Ist das Familie?
Ich habe Glück. Ich war vor kurzem in Urlaub, in der Sonne, auf Gran Canaria. Mit meinem Sohn. Wir waren in einem netten Hotel. Jeden Abend gab es dort ein Buffet, mal mit Gerichten aus Spanien, mal aus Mexiko, mal aus anderen Ländern.
Am etwa vierten Abend stand eine Fotografin vor dem Eingang des großen Speisesaals. Sie fing möglichst viele Gäste ab, um sie zu einem Urlaubsfoto zu überreden. Renterpaare, Großfamilien, eben alle, die dort auf dem Weg zum Abendessen waren.
Die freundliche Frau mit den braunen Augen hatte auch mich und meinen Sohn erwischt. Na klar, so ein schnelles Foto können wir ja machen. Ob wir es tatsächlich kaufen, entscheiden wir später. Bevor sie ihre Kamera in die Höhe reckte und uns beide vor der großen Palme drapierte, blickte sie mich und das Kind noch kurz an und fragte mich dann: „Is this family?“
Es ratterte kurz in meinem Hirn. Frei übersetzt bedeutete das also: Sind das alle oder kommt gleich noch einer? Ich zuckte ganz kurz innerlich und überlegte einen Moment. Dann sagte ich ihr klar und mit besonderem Nachdruck: „Yes. This is family.“
Eine kleine, banale Situation in einem Hotel. Nichts Großes, nichts Wichtiges. Und trotzdem: Vor ein paar Monaten wäre mir dieser Satz noch nicht so einfach über die Lippen gegangen. Weil genau das mich so traurig gemacht hat: Nicht mehr in dieser klassischen Familienform zu leben: Mutter, Vater, Kind. Weil jetzt meist nur noch mein Sohn und ich da waren. Weil so vieles neu war und mein altes Leben durch die Trennung komplett auf links gedreht wurde. Weil jetzt alles anders ist und nur wenig so wie vorher.
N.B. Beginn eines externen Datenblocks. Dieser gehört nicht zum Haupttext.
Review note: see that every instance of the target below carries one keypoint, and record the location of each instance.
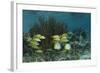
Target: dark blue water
(74, 20)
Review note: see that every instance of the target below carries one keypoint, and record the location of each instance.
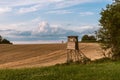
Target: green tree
(4, 41)
(0, 39)
(87, 38)
(109, 33)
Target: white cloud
(5, 10)
(59, 12)
(27, 6)
(86, 13)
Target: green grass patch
(94, 71)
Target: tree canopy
(4, 41)
(109, 33)
(87, 38)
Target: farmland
(39, 55)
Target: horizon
(49, 20)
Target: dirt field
(38, 55)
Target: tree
(109, 33)
(4, 41)
(0, 38)
(87, 38)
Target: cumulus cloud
(44, 31)
(59, 12)
(86, 13)
(5, 10)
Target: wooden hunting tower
(72, 43)
(73, 52)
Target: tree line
(4, 41)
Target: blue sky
(48, 20)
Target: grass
(95, 71)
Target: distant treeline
(4, 41)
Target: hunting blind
(73, 52)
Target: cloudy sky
(36, 21)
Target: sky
(39, 21)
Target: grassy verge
(94, 71)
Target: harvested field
(38, 55)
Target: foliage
(4, 41)
(102, 71)
(87, 38)
(109, 33)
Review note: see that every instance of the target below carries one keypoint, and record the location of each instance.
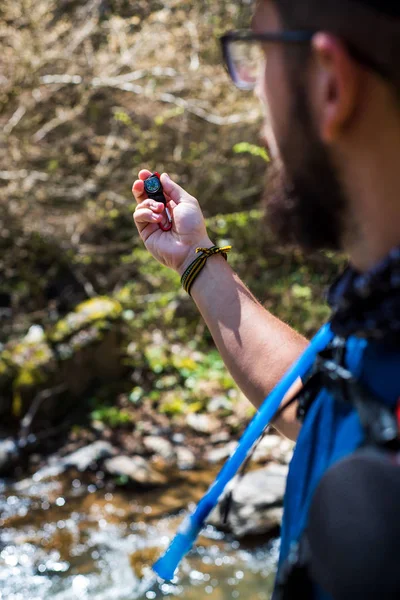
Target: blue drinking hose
(190, 528)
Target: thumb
(174, 191)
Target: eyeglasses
(243, 57)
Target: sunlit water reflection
(64, 542)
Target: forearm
(256, 347)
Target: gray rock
(220, 437)
(217, 455)
(219, 403)
(159, 446)
(135, 468)
(185, 458)
(9, 454)
(82, 458)
(202, 423)
(257, 500)
(273, 447)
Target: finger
(138, 191)
(146, 215)
(145, 219)
(153, 205)
(173, 190)
(144, 174)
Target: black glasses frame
(289, 37)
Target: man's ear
(335, 85)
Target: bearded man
(328, 76)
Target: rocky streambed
(89, 524)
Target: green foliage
(246, 148)
(111, 416)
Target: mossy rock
(96, 312)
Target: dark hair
(371, 29)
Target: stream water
(67, 539)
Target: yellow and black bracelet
(196, 266)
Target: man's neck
(374, 188)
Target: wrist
(192, 255)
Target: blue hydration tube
(190, 528)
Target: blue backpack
(341, 527)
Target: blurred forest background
(91, 91)
(115, 408)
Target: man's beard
(305, 201)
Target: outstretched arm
(256, 347)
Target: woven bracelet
(197, 265)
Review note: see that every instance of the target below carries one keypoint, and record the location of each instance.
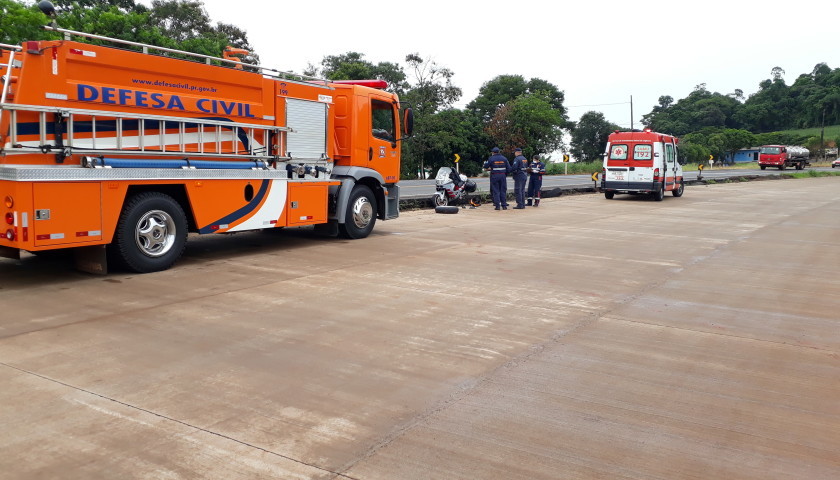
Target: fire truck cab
(642, 162)
(119, 153)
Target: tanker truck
(783, 156)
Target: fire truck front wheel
(677, 192)
(151, 233)
(361, 213)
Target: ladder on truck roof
(105, 133)
(147, 48)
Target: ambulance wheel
(659, 194)
(446, 209)
(677, 192)
(151, 233)
(361, 214)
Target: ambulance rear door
(671, 167)
(640, 165)
(617, 166)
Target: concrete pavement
(587, 338)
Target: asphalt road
(412, 189)
(697, 337)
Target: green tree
(430, 91)
(504, 88)
(589, 136)
(354, 66)
(700, 109)
(19, 23)
(529, 121)
(446, 133)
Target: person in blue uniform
(498, 166)
(536, 170)
(520, 164)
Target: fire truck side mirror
(408, 122)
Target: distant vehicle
(642, 162)
(783, 156)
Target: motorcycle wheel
(440, 200)
(447, 210)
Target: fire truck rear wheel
(361, 214)
(151, 233)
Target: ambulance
(642, 162)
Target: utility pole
(822, 137)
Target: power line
(597, 105)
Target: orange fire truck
(118, 154)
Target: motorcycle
(452, 188)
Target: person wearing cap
(536, 171)
(498, 166)
(520, 164)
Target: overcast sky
(597, 52)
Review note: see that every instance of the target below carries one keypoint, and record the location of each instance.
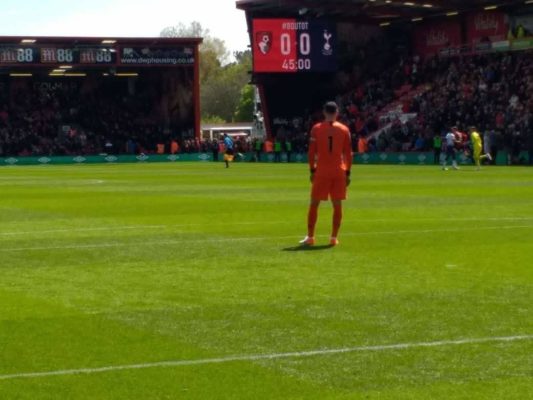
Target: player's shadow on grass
(309, 248)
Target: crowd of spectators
(493, 92)
(45, 118)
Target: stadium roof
(373, 10)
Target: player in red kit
(330, 162)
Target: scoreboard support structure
(75, 57)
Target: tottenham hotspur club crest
(264, 42)
(328, 48)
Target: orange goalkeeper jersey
(330, 149)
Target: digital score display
(291, 46)
(97, 56)
(56, 55)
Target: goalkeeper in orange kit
(330, 162)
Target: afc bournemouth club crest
(263, 42)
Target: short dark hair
(331, 107)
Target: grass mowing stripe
(248, 239)
(210, 224)
(259, 357)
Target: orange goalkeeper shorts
(325, 188)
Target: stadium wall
(369, 159)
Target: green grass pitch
(134, 265)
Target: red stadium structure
(143, 90)
(308, 51)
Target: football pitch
(185, 281)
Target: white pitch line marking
(210, 224)
(251, 239)
(259, 357)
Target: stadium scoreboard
(13, 55)
(292, 46)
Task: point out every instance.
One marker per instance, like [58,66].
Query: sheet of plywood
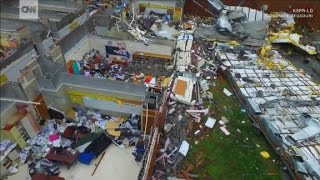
[181,87]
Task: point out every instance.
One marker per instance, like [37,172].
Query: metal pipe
[21,101]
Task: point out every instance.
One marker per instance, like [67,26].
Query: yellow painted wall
[3,79]
[76,97]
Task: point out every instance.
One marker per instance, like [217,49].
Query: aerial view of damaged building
[160,89]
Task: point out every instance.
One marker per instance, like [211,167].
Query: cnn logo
[28,9]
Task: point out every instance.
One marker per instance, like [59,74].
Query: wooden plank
[94,171]
[181,87]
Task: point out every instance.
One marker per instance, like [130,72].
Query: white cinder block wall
[98,43]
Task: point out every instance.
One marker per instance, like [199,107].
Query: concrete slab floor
[117,163]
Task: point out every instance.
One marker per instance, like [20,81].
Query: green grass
[233,156]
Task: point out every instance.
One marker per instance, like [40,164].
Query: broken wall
[100,43]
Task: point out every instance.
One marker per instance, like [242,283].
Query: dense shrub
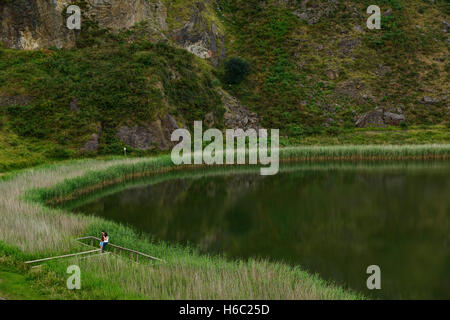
[236,70]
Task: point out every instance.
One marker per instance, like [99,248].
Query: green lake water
[333,219]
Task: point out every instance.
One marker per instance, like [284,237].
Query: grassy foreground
[29,229]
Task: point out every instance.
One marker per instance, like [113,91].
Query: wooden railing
[61,257]
[134,255]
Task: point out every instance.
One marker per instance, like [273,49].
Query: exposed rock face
[155,135]
[311,11]
[33,24]
[393,119]
[92,144]
[120,14]
[348,45]
[379,118]
[355,89]
[237,116]
[201,37]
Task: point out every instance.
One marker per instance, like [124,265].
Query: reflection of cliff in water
[334,222]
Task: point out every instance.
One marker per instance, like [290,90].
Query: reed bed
[37,230]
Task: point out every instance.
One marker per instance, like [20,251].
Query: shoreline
[71,180]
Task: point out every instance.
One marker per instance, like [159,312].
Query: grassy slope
[15,285]
[289,59]
[117,82]
[114,82]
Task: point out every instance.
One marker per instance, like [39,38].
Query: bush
[236,70]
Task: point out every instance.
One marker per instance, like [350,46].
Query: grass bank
[186,273]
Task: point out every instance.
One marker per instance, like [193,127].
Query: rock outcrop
[155,135]
[311,12]
[236,115]
[35,24]
[379,118]
[200,36]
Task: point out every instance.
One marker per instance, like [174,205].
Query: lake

Heute, ein knappes Jahr nach meiner Trennung weiß ich: Yes. This is family. Es ist anders jetzt, es ist nicht immer einfach, aber es ist immer noch Familie. Unser Alltag ist nicht mehr der gleiche, aber mein Kind und ich haben inzwischen neue Formen und neue Rituale gefunden. Das alles ist an manchen Tagen hart, aber wir schauen positiv nach vorne. „Familie ist immer da wo Kinder sind und wo Liebe ist.“ Dieser schöne Spruch hilft mir heute an manchen Tagen immer noch. Denn er ist einfach wahr. Es gibt inzwischen viele Formen von Familie. Auch wenn man sich das eigene Leben vielleicht mal ganz anders vorgestellt hat.
„Yes. This is family“, habe ich der spanischen Fotografin also gesagt. Mich dann mit meinem Sohn vor die Palme gestellt, meinen Arm um ihn gelegt und für das Urlaubsfoto gelächelt. Und innerlich auch. Zumindest ein bisschen.